Chemours exceeds air permit limit for GenX

Several municipalities in southeastern North Carolina have passed resolutions in solidarity with CFPUA to ask NCDEQ to hold Fayetteville Works accountable. (Port City Daily photo /COURTESY GOOGLE MAPS)
Fayetteville Works is home to the Chemours Chemical Company, with an outfall that discharges into the Cape Fear River. (Port City Daily photo /Courtesy Google Maps)

The Department of Environmental Quality has issued a notice of violation to Chemours for exceeding its 12-month limit of releasing GenX, the chemical that kicked off the region’s water contamination crisis.
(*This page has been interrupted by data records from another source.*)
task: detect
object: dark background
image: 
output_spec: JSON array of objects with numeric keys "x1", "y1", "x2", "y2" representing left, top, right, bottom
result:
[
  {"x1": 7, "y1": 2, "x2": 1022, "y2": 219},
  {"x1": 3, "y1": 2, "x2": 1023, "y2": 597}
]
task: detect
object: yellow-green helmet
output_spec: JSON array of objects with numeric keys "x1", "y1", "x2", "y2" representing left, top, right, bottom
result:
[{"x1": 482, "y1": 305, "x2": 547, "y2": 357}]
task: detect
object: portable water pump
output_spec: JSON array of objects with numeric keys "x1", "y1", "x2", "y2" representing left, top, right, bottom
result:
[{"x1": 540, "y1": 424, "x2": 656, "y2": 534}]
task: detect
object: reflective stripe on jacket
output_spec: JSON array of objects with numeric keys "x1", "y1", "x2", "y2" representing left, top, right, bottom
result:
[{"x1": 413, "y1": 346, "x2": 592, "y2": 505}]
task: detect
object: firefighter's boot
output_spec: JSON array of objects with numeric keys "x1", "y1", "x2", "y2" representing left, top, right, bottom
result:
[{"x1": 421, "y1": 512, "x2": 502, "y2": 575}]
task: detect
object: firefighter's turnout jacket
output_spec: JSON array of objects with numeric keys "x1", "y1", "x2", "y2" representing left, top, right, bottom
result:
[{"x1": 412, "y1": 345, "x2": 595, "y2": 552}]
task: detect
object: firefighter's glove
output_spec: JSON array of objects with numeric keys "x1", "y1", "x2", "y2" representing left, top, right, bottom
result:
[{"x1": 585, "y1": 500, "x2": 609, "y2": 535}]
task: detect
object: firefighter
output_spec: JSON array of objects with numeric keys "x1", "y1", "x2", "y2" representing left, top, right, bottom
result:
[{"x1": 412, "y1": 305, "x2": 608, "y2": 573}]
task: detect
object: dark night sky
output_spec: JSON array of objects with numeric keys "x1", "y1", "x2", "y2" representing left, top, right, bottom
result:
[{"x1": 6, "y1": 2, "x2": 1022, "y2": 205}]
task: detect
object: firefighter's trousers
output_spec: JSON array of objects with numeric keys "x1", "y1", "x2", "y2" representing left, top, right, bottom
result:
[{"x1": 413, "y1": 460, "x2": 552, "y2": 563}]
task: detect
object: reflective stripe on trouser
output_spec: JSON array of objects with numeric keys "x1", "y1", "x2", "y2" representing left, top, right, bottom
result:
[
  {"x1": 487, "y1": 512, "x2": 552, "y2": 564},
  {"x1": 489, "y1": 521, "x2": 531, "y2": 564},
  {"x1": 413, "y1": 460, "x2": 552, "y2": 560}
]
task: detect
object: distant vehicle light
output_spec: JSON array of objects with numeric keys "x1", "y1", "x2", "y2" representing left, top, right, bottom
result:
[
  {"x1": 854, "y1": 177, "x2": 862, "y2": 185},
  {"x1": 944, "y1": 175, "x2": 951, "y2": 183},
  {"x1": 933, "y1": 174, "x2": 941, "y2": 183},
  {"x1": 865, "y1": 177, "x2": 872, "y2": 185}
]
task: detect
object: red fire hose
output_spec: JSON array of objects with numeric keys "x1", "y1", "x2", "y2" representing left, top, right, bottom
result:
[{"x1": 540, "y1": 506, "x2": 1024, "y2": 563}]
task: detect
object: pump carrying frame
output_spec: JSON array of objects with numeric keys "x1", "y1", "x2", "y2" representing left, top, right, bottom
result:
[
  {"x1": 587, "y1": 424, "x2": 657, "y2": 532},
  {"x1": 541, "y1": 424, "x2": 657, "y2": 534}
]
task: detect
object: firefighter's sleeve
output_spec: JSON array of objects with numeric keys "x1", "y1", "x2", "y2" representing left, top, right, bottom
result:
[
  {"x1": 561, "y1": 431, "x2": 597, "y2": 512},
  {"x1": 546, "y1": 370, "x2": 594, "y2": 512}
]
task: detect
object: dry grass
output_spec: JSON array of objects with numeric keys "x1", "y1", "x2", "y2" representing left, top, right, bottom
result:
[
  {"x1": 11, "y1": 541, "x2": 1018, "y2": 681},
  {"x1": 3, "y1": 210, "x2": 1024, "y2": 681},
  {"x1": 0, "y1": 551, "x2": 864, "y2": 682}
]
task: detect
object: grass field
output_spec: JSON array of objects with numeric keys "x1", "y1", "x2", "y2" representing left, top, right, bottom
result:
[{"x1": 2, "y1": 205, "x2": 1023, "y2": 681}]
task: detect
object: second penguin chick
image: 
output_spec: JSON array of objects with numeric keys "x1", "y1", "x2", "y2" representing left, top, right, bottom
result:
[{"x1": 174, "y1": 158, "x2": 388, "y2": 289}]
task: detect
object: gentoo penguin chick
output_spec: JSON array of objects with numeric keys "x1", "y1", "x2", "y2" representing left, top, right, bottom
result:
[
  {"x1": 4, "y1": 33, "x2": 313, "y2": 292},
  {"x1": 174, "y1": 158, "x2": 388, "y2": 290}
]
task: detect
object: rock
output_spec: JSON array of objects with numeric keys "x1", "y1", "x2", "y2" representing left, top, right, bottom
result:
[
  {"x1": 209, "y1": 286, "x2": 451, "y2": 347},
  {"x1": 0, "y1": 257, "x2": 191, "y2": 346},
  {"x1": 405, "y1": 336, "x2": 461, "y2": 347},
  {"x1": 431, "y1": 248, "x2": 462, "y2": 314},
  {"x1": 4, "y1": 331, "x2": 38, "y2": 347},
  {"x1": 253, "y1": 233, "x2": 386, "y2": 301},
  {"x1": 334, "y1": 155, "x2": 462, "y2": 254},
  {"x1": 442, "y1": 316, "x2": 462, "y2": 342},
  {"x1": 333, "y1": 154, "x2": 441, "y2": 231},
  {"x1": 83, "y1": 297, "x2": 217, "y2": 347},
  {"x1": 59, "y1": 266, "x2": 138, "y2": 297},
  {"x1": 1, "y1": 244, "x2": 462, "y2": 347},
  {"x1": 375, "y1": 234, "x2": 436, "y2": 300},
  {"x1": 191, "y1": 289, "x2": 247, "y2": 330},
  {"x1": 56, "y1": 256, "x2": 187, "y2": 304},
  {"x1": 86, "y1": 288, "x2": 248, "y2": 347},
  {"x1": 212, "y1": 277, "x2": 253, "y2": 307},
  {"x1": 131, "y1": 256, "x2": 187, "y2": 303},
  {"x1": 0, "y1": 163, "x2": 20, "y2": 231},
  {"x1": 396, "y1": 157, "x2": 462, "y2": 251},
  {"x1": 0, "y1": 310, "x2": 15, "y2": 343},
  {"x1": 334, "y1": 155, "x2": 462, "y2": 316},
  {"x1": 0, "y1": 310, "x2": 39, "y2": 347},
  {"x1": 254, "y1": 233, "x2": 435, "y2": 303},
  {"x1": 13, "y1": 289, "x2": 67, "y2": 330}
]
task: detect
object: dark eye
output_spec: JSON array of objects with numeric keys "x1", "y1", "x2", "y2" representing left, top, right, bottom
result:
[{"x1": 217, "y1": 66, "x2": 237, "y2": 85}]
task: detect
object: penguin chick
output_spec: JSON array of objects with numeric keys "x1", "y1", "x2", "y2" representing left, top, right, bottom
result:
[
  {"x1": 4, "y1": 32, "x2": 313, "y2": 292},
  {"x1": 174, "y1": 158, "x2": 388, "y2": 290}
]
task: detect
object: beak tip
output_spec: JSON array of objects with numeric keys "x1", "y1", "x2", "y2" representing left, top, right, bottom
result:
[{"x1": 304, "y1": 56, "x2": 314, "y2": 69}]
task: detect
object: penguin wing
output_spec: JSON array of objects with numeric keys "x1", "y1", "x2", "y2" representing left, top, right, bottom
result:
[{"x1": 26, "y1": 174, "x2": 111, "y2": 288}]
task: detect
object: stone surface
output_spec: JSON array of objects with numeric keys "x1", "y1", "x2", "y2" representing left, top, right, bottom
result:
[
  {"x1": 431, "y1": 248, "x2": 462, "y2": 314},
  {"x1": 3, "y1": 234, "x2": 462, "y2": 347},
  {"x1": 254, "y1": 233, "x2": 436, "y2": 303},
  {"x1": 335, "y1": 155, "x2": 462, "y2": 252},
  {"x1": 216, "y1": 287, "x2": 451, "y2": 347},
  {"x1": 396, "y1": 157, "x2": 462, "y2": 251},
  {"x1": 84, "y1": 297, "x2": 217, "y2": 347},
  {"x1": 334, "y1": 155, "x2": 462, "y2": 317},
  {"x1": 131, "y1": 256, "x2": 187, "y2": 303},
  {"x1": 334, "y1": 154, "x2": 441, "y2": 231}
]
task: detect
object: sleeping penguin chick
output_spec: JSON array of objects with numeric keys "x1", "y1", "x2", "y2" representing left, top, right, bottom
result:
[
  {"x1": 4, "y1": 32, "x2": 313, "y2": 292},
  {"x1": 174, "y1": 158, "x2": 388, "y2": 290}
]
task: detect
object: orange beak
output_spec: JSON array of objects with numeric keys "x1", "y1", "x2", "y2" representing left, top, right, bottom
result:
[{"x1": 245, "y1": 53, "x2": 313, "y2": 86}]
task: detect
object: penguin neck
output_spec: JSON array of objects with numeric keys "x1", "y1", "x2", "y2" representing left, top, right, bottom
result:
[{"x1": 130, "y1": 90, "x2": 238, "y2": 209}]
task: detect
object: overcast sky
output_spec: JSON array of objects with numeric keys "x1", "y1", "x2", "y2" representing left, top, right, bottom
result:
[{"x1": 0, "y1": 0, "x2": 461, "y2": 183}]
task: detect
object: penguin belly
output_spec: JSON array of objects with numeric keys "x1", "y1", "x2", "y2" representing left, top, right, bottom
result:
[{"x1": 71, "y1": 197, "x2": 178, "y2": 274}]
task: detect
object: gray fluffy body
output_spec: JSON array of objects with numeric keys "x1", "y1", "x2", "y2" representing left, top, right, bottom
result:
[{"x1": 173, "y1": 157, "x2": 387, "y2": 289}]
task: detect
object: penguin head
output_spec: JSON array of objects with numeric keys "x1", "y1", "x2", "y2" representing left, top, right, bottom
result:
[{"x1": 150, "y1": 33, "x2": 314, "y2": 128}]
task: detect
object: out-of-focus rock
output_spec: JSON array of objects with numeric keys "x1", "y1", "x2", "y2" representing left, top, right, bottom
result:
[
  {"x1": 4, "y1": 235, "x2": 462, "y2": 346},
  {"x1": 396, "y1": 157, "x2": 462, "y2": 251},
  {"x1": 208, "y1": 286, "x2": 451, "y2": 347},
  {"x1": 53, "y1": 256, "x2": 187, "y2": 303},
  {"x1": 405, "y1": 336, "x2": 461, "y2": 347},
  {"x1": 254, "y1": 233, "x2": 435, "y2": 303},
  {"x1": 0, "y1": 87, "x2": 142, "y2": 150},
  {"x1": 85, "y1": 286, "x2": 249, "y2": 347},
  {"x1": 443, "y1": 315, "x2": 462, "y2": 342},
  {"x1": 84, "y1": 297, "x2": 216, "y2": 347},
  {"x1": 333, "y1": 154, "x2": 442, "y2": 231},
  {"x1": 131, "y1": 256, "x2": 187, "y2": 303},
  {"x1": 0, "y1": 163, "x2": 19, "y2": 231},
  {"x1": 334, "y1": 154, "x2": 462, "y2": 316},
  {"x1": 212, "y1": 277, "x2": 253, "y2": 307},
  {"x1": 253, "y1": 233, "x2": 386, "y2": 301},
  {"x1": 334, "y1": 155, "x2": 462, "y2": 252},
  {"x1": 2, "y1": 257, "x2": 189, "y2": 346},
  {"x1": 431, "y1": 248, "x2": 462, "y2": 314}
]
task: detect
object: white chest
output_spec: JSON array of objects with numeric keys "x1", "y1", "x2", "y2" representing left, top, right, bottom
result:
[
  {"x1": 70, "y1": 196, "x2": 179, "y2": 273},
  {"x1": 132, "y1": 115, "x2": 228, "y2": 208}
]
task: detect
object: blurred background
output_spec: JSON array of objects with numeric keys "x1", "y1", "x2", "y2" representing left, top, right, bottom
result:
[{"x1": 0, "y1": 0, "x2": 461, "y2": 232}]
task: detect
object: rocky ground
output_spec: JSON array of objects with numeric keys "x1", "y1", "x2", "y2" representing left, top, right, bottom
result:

DEQ allows Chemours to dump 23.07 pounds per year of GenX into the atmosphere. This ceiling was a result of a negotiated 99% reduction in its emissions as part of a settlement agreement. In 2017, the chemical giant released 2,307 pounds of the trademarked and unregulated compound into the air.

In late April, the multi-billion-dollar company submitted its compliance report to DEQ. By late June, officials informed Chemours the company’s calculated methodology was not appropriate. Then in mid-July, Chemours submitted the reworked data, reporting a 12-month GenX emissions total of more than 32 pounds.


The Division of Air Quality also determined Chemours was improperly operating a carbon absorber, which is designed to capture fugitive emissions. Chemours has until Sept. 10 to detail an action plan and respond to the department.

DEQ, Chemours, and Cape Fear River Watch entered into a much-criticized consent agreement in 2019, arriving at a 99% reduction requirement for both air and water pollution emissions.